All ectodermal dysplasias are genetic disorders, which means that they can be passed on to children by parents. However, it is also possible for a child to be the first person in the family to be affected by an ectodermal dysplasia.
Understanding Chromosomes and Genes
The body is composed of billions of cells. Within the cells, are small thread-like structures called chromosomes. We have 23 pairs of chromosomes – two of each. We inherit one set from our mother and one set from our father. All of the chromosomes together make up our entire genetic information and can be thought of as an encyclopedia, or set of instructions, for how our bodies function. Chromosomes are like individual volumes of the encyclopedia set. Each contains a portion of our genetic information, in the form of genes.

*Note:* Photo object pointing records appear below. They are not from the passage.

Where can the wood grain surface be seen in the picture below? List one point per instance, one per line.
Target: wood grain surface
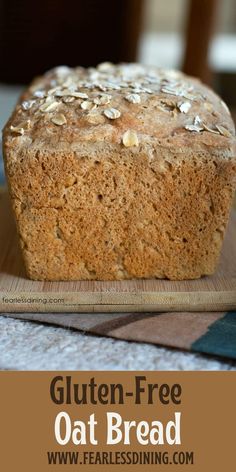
(19, 294)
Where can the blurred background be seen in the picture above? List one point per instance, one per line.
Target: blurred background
(197, 36)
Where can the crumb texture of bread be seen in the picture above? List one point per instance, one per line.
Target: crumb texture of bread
(120, 172)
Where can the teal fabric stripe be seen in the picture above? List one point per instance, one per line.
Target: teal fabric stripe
(220, 339)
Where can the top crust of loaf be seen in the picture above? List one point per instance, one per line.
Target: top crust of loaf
(127, 105)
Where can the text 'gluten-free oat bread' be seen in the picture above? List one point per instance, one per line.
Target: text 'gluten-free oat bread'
(120, 172)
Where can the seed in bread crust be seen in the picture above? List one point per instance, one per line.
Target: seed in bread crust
(59, 119)
(184, 107)
(49, 106)
(223, 131)
(133, 98)
(112, 113)
(87, 105)
(130, 138)
(103, 99)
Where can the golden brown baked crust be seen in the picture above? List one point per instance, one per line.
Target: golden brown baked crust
(120, 172)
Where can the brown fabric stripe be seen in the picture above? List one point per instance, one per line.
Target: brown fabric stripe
(169, 329)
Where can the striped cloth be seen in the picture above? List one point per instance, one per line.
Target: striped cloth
(208, 333)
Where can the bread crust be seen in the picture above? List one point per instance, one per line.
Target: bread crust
(90, 206)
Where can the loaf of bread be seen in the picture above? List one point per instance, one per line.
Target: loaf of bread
(120, 172)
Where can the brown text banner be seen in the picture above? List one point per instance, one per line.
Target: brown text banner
(98, 421)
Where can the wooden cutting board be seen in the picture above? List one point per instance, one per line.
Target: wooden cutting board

Genes are the instructions that tell our bodies how to work properly. If there is a change in any of our genes, it may affect what that gene is supposed to do and may cause different health or medical problems. Genes are composed of deoxyribonucleic acid or DNA, which are the letters of the genetic alphabet. DNA is passed from one generation to the next in sperm cells from fathers and egg cells from mothers. You can think of a gene as a sentence in a book. If there is a change in any of the letters or if any of the words are missing, it will affect what that sentence was supposed to say. Similarly, misspellings of any of the genes can affect how the gene works and may cause problems with normal health and development.
The ectodermal dysplasias are caused by changes or misspellings in our genes. In medical terms, these are often called “mutations”. Many genetic changes are unique to a family. However, even in families and individuals who have the exact same mutation, there can be variability in how the condition affects each family member. Therefore, it can be difficult to predict, just based on the genetic test result, how the genetic change may affect you personally.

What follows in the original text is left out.